Feature Request: SysWOW64 as optional feature

MVP

Windows Update size and install duration, WIM sizes, registry sizes and memory consumption. All of this could be potentially / drastically reduced if Windows Server vNext could have an option to remove SysWOW64.

 

I am not saying vNext should be shipped without it. Many things in Windows Server are not yet compiled in 64bit, secondly many popular applications or installers aren't running in 64bit natively. 

 

I believe setting the bar and outlook in this regards, as you did with deprecating 32bit Windows Server starting with Windows Server 2008, could motivate your internal teams, partners and devs to move on. 

Imagine a world where all popular application such as Citrix Workspace would be  natively compiled 64bit apps. I am not seeing this from a perspective as a Dev, but rather the overhead we could save in Windows. I have proposed this, along others for Windows 10 / 11 already, and with all the ongoing virtualization based security I believe this is a good step forward.


FR: Begin internal evaluation / works to enable / disable SysWOW64 as optional Windows Feature - beginning in Windows Server Core installation option, later on GUI installation option.

Thanks for considering, I imagine it is a rocky way. :rocket:

4 Replies
AFAIK, ServerCore-WOW64 feature can be disabled via Dism tool
I have seen such things since Windows Server 2012, but to be honest never bothered if this is really doing what it says in the description, thanks for reminding me Abbodi, I will give it a try on vNext.
Tbh it looks like an impossible task, especially with Microsoft engineering resources focusing on Windows Server Azure Edition.
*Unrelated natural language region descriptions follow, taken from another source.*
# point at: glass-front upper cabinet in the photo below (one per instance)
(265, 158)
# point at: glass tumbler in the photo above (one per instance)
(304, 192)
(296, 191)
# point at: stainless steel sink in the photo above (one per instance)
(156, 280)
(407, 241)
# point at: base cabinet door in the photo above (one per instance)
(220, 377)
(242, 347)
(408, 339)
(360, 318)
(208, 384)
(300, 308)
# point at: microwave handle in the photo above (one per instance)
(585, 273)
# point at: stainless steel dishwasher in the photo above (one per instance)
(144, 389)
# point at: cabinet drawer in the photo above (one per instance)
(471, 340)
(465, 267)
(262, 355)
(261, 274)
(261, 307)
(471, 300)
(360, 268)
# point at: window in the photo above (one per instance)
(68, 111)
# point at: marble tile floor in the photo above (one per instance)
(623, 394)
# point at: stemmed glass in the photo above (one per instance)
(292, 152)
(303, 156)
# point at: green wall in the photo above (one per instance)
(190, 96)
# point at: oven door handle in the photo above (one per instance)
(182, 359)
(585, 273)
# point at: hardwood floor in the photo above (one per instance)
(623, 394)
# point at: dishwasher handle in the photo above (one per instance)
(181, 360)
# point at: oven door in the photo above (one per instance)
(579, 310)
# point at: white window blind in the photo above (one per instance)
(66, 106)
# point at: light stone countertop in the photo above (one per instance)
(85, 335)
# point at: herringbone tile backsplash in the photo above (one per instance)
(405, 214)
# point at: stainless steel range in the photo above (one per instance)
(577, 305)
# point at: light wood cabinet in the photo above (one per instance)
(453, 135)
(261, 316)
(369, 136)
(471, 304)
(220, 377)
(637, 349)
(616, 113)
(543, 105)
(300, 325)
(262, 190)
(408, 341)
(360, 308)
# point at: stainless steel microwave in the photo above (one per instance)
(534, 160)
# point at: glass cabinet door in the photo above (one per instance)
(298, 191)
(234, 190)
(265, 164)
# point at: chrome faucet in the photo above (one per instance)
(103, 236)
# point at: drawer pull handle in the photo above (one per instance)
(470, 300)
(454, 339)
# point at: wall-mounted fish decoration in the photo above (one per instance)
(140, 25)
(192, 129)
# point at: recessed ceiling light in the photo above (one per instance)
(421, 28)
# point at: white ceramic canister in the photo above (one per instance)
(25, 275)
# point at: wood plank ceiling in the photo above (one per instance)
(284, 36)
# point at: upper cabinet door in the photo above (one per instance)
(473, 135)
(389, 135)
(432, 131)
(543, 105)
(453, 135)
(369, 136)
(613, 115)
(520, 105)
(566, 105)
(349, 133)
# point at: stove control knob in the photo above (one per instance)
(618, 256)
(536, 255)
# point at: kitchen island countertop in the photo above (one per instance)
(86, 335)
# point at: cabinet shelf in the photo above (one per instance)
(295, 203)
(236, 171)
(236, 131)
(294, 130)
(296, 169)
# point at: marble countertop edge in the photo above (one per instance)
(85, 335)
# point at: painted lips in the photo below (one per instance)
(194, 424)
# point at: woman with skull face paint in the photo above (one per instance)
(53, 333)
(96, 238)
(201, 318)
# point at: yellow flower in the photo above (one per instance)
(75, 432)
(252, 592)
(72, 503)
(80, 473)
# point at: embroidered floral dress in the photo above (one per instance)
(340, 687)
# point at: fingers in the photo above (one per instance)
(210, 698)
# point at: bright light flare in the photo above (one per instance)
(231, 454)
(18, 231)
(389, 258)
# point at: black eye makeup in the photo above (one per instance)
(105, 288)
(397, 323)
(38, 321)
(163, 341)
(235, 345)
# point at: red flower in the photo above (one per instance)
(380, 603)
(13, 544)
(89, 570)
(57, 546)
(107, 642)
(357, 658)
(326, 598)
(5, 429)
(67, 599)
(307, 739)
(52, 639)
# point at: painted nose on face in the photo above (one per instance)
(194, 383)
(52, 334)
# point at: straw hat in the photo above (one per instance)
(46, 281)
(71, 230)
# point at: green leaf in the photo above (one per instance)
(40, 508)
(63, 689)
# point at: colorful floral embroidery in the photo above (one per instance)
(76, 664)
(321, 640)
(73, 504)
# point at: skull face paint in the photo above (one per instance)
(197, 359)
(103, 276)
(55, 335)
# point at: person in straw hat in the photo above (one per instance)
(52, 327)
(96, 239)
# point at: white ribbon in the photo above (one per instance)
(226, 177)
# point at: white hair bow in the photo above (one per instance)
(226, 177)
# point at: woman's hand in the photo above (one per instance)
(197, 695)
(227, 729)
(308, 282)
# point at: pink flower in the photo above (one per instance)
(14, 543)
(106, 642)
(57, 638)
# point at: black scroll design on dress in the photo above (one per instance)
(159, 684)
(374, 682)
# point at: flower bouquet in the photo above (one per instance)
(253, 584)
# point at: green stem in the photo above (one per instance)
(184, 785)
Removing the 32-bit compatibility stack would break everything - from Windows Server components to Microsoft apps (MECM/Exchange etc) to third-party apps.
Windows Server Nano tried this in the past. It failed.
I believe it's time to move on. Exchange and SCCM could be recompiled to have only 64bit execution.

Please mind the idea is to have this as optional feature, so one could add it in case your fav dev / app is not bothering about ditching x86.

Yet the extra mile is to solve it for the OS first. With the removal of IE I see good chances.